Listen, child of God, and that’s you. You have some of the same authority that Christ himself has right now, in this life. To defeat sin, to plunder the enemy. To spread the gospel. No, pornography does not have control over you. Jesus is Lord of EVERYTHING, and he’s made you a conqueror. No, anger does not truly have control over you. No, depression does not truly have control over you. No, indifference. No to greed. No to an obsession with money. No to gluttony. No to narcissism. No to compulsive lying. No to disrespecting your parents. No to laziness. No to all of it in the name of Jesus, the name above all names, the HIGHEST authority.

If you want to be reminded of your authority over sin and your power FOR Godliness, look to JESUS! He’s been given all authority in the universe, and he, even now, shares some of that authority with us. And one day, he’ll share even more of that authority with us.
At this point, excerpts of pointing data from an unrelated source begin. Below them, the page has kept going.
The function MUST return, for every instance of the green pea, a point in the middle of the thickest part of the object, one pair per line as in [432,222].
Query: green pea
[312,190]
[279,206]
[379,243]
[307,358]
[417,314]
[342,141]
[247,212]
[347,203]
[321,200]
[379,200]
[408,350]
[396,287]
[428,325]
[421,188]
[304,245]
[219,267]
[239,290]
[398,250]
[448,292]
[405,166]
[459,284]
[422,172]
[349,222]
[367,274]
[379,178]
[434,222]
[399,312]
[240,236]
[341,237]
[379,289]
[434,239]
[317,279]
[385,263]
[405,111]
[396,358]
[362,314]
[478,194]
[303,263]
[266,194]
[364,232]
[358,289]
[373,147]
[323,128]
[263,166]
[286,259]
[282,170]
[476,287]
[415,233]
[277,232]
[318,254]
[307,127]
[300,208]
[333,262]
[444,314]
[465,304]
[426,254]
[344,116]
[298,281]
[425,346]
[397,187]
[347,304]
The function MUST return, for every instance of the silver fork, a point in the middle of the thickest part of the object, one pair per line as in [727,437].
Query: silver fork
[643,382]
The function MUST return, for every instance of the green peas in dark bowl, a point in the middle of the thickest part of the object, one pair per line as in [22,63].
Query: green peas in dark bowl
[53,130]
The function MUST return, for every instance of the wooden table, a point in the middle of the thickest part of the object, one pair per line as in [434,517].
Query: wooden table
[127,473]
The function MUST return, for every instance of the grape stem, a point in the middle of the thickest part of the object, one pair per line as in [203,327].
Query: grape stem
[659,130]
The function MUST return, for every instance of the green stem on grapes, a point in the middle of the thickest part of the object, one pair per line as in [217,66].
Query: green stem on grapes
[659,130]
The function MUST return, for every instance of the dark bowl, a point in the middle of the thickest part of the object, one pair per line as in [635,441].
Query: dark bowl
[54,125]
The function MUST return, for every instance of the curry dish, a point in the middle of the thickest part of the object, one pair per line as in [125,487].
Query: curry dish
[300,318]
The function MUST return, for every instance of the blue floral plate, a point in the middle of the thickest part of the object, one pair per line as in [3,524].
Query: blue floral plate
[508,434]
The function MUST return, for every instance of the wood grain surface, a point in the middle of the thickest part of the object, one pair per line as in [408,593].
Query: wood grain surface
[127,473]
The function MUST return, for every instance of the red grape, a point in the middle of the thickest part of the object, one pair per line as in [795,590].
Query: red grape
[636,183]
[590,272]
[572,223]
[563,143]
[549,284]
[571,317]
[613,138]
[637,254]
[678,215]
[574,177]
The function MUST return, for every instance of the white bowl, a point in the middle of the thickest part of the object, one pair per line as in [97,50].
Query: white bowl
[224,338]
We will reign with Christ one day. 2 Timothy 2:11-12, the last verse I’ll jump around to this morning: “Here is a trustworthy saying: If we died with him, we will also live with him; if we endure, we will also reign with him.” Wow.

Listen, in 2018: see Jesus for who He really is. Submit to Him and worship Him as he truly is. The one who completed the work of redemption, who is completely sufficient for our salvation, and the one whose been given all authority in heaven and on earth. Treasure Him, find your JOY in Him. Reign over sin in Him. Be sanctified by the Word in Him. And humble yourself like him, and be exalted like him.